Industrial solar firms are also suffering from cuts to federal support programs. Four of Arizona's large solar fields, including Solana, have been backed by a special Energy Department guaranteed loan program called Section 1705, after its location in the 2005 Energy Act. The 1705 program used stimulus funds to pay the million-plus dollar administrative costs associated with billion-dollar loans, a perk that mattered greatly to smallish developers taking risks on big solar farms. The Obama administration wanted to continue the program past its Sept. 30, 2011, end date with a $200 million boost. But then came Solyndra -- the high-tech photovoltaic company that declared bankruptcy last August, with a $500 million Section 1705 loan on the line. It was a failure so ill-timed that a conspiracy theorist might venture that it was a setup.

Another program that turned tax credits into up-front grants, crucial to startup companies that may not turn an immediate profit, expired in early February. There is little hope of renewing it in the current Congress.

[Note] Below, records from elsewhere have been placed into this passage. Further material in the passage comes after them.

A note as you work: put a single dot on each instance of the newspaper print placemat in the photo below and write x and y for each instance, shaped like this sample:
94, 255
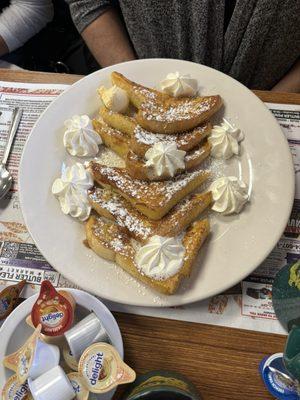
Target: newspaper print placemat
249, 308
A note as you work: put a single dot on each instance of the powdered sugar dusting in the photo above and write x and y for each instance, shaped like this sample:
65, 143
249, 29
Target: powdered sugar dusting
181, 111
149, 138
124, 217
160, 192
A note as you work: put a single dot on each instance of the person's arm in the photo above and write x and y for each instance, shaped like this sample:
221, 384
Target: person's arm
291, 81
107, 39
100, 26
3, 47
21, 20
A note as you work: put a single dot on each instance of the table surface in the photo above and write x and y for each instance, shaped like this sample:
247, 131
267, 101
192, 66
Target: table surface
221, 362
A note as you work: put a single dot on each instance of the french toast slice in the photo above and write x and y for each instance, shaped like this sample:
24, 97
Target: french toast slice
153, 199
112, 206
164, 114
112, 138
120, 143
111, 242
141, 140
138, 169
137, 94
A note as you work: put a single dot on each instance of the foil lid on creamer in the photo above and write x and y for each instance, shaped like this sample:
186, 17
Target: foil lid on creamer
102, 368
53, 310
9, 298
13, 390
69, 358
21, 360
79, 386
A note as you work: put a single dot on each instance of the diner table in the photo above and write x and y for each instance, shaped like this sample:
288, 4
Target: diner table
222, 362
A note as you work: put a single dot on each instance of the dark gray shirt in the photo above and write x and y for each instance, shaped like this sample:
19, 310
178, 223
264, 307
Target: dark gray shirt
259, 46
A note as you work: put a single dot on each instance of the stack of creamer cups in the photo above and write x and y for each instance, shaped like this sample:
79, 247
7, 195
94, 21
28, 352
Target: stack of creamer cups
89, 362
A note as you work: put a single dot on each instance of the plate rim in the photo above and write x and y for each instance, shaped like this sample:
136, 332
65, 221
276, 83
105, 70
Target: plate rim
208, 293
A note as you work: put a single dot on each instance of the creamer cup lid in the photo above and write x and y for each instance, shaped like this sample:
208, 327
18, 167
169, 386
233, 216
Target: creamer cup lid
102, 368
69, 358
77, 381
21, 360
9, 298
277, 379
13, 390
53, 311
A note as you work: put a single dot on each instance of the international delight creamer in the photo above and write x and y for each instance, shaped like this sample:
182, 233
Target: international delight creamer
53, 310
102, 368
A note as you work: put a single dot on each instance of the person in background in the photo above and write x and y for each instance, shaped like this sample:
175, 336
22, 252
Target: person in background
255, 41
19, 21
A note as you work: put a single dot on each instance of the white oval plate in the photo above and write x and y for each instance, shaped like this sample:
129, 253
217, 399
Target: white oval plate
15, 330
237, 244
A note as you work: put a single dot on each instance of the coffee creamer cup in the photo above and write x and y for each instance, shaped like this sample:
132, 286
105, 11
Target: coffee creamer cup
14, 390
21, 360
53, 310
79, 386
9, 298
103, 369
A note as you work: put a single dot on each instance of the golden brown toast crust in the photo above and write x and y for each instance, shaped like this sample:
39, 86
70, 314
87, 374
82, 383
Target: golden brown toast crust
153, 199
109, 241
112, 138
121, 122
141, 140
137, 94
121, 144
114, 207
138, 169
160, 113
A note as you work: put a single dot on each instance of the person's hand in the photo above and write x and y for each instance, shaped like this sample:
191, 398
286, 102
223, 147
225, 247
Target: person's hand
3, 47
291, 81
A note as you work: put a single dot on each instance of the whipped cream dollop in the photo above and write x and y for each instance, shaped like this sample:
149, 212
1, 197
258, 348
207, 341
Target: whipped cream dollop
71, 191
80, 139
114, 98
229, 195
224, 140
177, 85
161, 257
165, 158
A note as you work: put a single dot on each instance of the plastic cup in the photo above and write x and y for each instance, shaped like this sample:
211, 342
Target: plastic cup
53, 384
86, 332
46, 357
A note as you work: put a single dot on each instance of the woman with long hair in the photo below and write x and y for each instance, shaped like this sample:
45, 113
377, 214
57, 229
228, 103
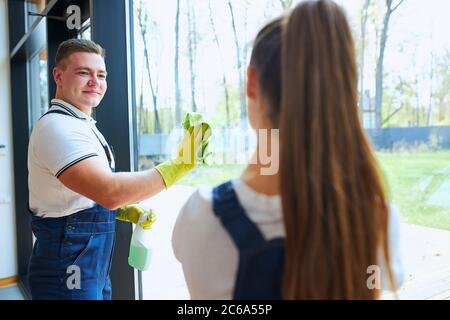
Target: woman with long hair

None of this makes Rick Buss happy, especially not his own state's reluctance to expand the domestic renewable energy market. "It is what it is," he tells me. But he also believes there's a way around it.  "What we're telling people to do is to look beyond the standard," he says. "If you're a fossil fuel energy company, are you an oil company, a gas company or an energy company? Do you blend renewable energy into your portfolio or do you rely on oil and gas, which you know is not going to last forever?

"Energy is energy," Buss says. "And in Arizona we have the ability to provide energy. It's that simple."

Two solar plants, Paloma and Cotton Center, came online in Gila Bend in December and January. "We're providing about 34 megs of power to the grid, and have for three or four of months," Buss says. So far, all of it goes to APS, but on Feb. 7, Buss met with several utilities, Energy Department officials and energy companies to launch the Gila Bend Transmission Initiative, a consortium he hopes will expedite the power lines southwestern Arizona so desperately needs to market its energy.

"We have four conceptual lines that we've come up with. We're doing a corridor study to determine which routes have the least environmental impact." Buss and his allies would like to reduce the time it takes to build new transmission. "We're trying to get it down to three to five years," he says. "Right now, it takes 10."

And five years is not that long if you believe, like Buss does, that the photon society is inevitable. "Eric and I are not sitting here saying that Arizona should be entirely solar powered," he says. "We realize that we're a society powered by coal and gas and nuclear. And solar is not like this magic pill that will solve all of our problems.

"But we also think there's an optimal blend of solar into our energy mix," he says. "When we figure out what it is, it will revive this region."